Parental behavior is another important determinant of UI risk. Although it was beyond the scope of our study, it is important to determine if parents will be willing to implement any intervention and also determine if those interventions will be helpful in reducing the hazards (Dal Santo et al. 2004; Damashek et al. 2005; Dudani et al. 2010; Glik et al. 1991; Hong et al. 2010; Morrongiello et al. 2004b; Russell and Champion 1996). Various factors such as maternal anxiety, maternal stress levels and age of the parents determine childhood injury rates (Hong et al. 2010; Morrongiello et al. 2004b). Mothers who believe that their child getting hurt is not controlled by them, i.e., who have an external locus of control have also been found to have higher UI rates in their children (Damashek et al. 2005). Parental risk perceptions also interact with all the previously outlined factors in determining injury risk and are affected by various socio-cultural factors (Dal Santo et al. 2004; Damashek et al. 2005; Glik et al. 1991; Morrongiello et al. 2004a). For example, having a child recently injured alters the parent’s perception of how dangerous the environment is and this, in turn, may affect the strategies undertaken to prevent further such incidents (Glik et al. 1991; Russell and Champion 1996). A community’s perception of the health problem also has a large role to play in what interventions may be implemented and research in Africa has shown that interventions that are passive, rather than those requiring greater parental effort, are more likely to be welcomed by the community (Larsson et al. 2006; Munro et al. 2006; Ruiz-Casares 2009). Therefore, an appropriate understanding of the parents’ and community’s ideas surrounding childhood unintentional injuries is essential to design any intervention. An interesting new finding in this study is boys had an increased risk of repeated UI. To understand this, further studies on socio-cultural factors and behavioral patterns of children and parents are needed.

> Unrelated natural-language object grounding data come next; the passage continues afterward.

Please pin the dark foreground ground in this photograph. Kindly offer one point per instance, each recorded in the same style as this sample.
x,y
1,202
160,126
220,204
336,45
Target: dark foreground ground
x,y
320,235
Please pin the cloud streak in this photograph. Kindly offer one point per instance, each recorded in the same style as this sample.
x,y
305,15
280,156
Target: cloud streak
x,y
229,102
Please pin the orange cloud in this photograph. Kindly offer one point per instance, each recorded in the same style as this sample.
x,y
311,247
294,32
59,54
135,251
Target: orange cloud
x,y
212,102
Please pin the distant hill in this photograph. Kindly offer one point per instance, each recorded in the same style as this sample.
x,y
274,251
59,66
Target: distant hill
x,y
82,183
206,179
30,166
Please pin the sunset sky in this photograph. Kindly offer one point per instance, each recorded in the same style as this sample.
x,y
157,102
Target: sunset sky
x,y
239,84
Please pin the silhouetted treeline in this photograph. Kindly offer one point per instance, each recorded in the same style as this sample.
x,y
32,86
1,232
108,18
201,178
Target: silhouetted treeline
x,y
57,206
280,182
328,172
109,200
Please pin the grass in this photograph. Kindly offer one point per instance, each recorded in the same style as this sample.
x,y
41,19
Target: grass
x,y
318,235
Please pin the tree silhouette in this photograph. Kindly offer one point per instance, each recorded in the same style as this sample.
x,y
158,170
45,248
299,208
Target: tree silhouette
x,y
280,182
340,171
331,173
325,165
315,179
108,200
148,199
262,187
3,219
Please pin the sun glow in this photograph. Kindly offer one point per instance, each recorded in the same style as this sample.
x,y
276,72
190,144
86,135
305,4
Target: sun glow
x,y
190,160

It is clear that childhood unintentional injuries are the product of a complex interaction between human behavior (that of the parent and child), the environment they live in and various socio-demographic factors; all these factors are interrelated and influence each other (Glik et al. 1991; Larsson et al. 2006; Munro et al. 2006; Ruiz-Casares 2009; Russell and Champion 1996). However in this study area, with the findings of high rates of UI in a hazard intense environment, it is imperative that provision of safe play environments by reducing the environmental hazards be implemented first and a further behavioral study will only be secondary to the same.

Limitations

One of the limitations of the study is that children with primary caregivers other than mothers were excluded. Recall bias was a known limitation of the study, which was attempted to overcome by asking how the injury was treated; this allowed mothers to recall the actual event. Interviewer bias was another limitation, although the field research assistants used the same words in each interview and the questionnaire forms crosschecked and verified on a daily basis, they were not auto validated.

Conclusions

The burden of unintentional injuries was very high among study children when compared to studies in other urban slums. Provision of safe environments and supervision of children is needed to prevent UI considering the high burden in the study population. The indigenously developed environmental hazard score (EHS) could possibly be used as a tool to assess the risk of UI at homes and other places frequently visited by children, after it has been validated with a larger sample size. Recent initiative by the Government of India for building smart cities with planned urbanization should be addressing the environmental hazards posed to the communities. However, policy decisions for community-based interventions with combined engineering, environmental measures need to be implemented to reduce the environmental hazards to children while further research is recommended to ascertain the behavioral and psychological components.